The Crown Imperial, or Fritillaria impertalis, is supposed to be a native of Persia. There are many varieties; all hand-some, varying in color; viz., bright yellow, scarlet, orange scarlet, double red, double yellow, gold-striped-leaved, silver striped-leaved, etc. This species is less esteemed than its beauty merits, on account of its strong, and, to some, its disagreeable scent. It flowers in April; the bulb throws up a strong, vigorous stem, three or four feet high, producing near the top a crown of beautiful, drooping, bell-shaped flowers, making a very conspicuous object at a season when but few flowers grace the garden. Above the crown of flowers the stem terminates in a tuft of its glossy green foliage. The nectaries are very curious; each cell, six in number, contains a large drop, which looks like a brilliant pearl. When the flower decays, the seed-vessels take the reverse of the flower, and stand erect. The bulbs are large and fleshy, somewhat solid: they do not keep well long out of the ground. When the stem dies down, the root should be taken up and replanted, if necessary; but this need not be done oftener than once in four or five years. They should be planted four inches deep, in a rich, deep garden soil.
The Persian Fritillary or Persian Lily, (Fritillaria Persica,) bears a spike of brownish-purple flowers, growing at the top of the stem in the form of a pyramid; they open in May; stems three feet high; bulb similar to the last, except more elongated. To be treated in every way like the Crown Imperial.
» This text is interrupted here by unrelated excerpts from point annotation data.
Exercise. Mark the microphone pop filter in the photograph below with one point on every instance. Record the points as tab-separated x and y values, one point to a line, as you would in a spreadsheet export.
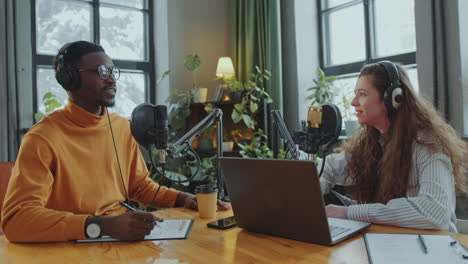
142	121
331	124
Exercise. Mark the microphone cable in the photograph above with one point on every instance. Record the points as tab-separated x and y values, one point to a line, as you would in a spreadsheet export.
127	198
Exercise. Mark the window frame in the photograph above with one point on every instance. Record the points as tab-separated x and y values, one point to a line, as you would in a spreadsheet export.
408	58
146	66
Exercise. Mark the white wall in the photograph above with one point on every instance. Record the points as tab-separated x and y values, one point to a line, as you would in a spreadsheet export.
202	27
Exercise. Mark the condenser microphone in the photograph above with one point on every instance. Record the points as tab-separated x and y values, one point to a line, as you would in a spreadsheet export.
321	130
149	125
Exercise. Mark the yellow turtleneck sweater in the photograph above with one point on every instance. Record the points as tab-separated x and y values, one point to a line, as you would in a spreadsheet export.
67	170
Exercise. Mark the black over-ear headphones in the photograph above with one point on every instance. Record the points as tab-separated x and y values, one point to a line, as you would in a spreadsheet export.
66	75
393	95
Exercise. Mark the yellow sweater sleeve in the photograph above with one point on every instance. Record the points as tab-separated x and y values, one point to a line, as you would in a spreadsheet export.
25	217
142	188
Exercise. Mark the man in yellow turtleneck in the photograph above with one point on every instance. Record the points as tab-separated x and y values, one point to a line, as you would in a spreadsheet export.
66	183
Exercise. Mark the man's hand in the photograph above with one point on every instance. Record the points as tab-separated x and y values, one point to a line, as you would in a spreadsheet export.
129	226
189	200
336	211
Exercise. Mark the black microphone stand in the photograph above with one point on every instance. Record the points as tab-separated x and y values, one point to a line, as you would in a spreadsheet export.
284	133
185	142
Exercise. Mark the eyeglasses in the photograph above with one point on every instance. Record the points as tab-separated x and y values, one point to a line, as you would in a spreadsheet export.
104	72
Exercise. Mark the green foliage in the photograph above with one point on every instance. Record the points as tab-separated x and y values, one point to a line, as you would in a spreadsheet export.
253	98
192	63
323	89
347	113
208	170
164	75
179	102
209	132
50	102
258	148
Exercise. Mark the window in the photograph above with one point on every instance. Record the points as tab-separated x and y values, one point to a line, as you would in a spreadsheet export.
356	32
122	27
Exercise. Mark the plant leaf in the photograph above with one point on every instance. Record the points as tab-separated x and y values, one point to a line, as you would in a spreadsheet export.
192	62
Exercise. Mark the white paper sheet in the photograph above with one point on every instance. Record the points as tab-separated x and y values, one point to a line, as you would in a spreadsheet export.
406	248
168	229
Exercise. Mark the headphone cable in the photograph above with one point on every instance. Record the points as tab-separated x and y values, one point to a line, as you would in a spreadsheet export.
127	201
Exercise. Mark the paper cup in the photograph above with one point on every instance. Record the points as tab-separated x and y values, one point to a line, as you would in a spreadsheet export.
207	197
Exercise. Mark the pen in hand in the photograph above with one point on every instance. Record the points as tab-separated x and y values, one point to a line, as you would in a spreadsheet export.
423	243
130	208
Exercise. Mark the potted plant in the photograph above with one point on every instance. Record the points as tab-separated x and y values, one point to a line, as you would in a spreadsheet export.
205	142
234	88
323	90
350	124
192	63
252	100
50	102
258	148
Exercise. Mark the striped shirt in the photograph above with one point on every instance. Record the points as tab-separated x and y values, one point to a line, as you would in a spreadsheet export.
429	202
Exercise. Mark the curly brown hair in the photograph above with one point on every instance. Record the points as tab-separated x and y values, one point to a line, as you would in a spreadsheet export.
385	177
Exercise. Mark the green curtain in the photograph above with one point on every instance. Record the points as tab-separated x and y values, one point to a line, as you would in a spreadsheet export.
257	42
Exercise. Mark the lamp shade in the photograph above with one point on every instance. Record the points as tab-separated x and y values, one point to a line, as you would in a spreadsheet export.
225	67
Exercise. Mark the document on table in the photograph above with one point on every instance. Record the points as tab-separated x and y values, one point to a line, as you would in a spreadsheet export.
165	230
409	248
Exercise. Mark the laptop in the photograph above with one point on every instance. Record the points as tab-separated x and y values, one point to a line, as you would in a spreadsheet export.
283	198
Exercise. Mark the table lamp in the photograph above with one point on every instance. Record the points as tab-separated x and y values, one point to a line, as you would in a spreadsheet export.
225	68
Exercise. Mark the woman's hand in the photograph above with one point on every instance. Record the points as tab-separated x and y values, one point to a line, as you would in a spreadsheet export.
336	211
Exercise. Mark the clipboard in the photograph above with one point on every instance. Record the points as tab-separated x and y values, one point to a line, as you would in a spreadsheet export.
165	230
409	248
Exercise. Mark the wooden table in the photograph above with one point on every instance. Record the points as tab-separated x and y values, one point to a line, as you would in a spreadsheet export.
204	245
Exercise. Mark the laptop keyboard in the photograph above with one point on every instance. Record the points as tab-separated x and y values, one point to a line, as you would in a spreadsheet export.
337	230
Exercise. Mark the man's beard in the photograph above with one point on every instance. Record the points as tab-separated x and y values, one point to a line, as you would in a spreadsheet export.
104	103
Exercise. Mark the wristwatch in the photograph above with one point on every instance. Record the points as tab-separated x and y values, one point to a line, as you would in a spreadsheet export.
93	227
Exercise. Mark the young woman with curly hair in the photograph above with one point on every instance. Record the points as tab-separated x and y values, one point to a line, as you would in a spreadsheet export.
405	162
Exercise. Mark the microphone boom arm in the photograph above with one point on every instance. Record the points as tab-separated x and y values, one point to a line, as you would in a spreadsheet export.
184	143
284	133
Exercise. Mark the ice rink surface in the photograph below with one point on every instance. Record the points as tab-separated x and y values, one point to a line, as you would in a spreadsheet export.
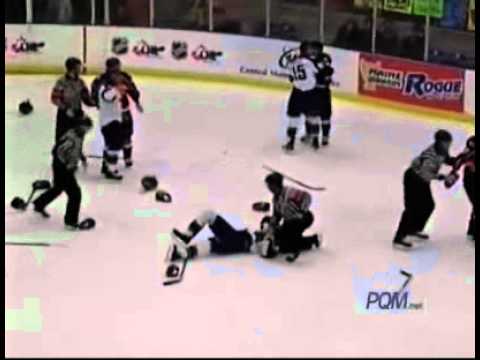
100	293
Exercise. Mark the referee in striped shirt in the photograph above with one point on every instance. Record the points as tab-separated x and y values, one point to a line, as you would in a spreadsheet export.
419	203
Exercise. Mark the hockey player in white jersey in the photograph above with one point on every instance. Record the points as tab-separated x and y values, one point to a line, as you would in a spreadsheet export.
310	79
110	108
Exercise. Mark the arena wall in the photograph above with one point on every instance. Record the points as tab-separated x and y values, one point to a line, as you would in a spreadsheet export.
247	60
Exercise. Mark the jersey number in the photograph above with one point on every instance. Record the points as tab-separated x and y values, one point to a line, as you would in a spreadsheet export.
299	73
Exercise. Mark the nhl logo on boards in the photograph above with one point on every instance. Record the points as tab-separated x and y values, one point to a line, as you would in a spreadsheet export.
120	45
179	50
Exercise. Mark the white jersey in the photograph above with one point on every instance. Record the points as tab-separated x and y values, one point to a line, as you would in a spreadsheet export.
304	74
109	104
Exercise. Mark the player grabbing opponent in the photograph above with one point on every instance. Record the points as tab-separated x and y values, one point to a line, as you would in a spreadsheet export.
311	75
114	67
228	239
324	80
110	94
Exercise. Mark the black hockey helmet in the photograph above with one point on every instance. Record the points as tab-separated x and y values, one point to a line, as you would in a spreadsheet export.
84	121
443	136
274	179
25	107
471	142
149	183
304	48
112	63
71	63
318	46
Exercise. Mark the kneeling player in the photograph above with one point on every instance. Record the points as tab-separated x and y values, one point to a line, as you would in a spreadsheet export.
229	240
291	216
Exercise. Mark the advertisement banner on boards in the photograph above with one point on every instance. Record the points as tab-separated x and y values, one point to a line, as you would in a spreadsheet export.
28	46
209	53
471	15
413	83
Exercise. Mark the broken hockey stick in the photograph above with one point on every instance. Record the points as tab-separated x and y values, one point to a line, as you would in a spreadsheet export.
99	157
295	181
409	278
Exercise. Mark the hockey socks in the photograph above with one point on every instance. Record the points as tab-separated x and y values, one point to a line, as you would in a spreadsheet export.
291	133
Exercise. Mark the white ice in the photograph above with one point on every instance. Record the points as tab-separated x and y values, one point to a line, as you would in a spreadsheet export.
100	292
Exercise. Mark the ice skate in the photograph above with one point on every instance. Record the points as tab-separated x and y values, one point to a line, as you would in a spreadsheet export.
176	253
184	238
306	139
128	163
402	244
41	212
289	147
112	175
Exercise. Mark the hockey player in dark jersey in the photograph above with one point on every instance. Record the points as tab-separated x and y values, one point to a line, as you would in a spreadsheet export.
66	155
229	237
467	160
419	202
310	75
324	80
114	66
68	95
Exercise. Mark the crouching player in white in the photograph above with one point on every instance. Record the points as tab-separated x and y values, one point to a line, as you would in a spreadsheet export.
229	239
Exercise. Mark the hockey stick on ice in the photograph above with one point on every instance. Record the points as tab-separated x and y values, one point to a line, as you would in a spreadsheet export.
295	181
409	278
99	157
179	278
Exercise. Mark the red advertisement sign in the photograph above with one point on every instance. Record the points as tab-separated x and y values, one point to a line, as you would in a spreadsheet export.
410	82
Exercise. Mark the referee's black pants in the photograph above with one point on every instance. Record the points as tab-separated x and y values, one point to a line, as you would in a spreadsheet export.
469	185
63	181
289	236
419	205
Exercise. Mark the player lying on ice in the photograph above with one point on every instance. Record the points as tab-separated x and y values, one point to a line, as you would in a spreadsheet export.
280	234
The Common Fritillary, or Chequered Lily, (F. melegaris,) is sometimes called the Guinea Hen Flower, on account of its chequered or spotted flowers. There are many varieties; the colors, various shades of brown, purple, and yellow, curiously mottled, spotted or chequered. The bulbs are about the size of the crocus roots, of the character of the other fritillary bulbs, but more flattened; stems eight or ten inches high, with one or more gracefully-drooping, bell-shaped flowers, in April or May; to be planted in groups in good garden soil, two inches deep. They should not be kept long out of the ground.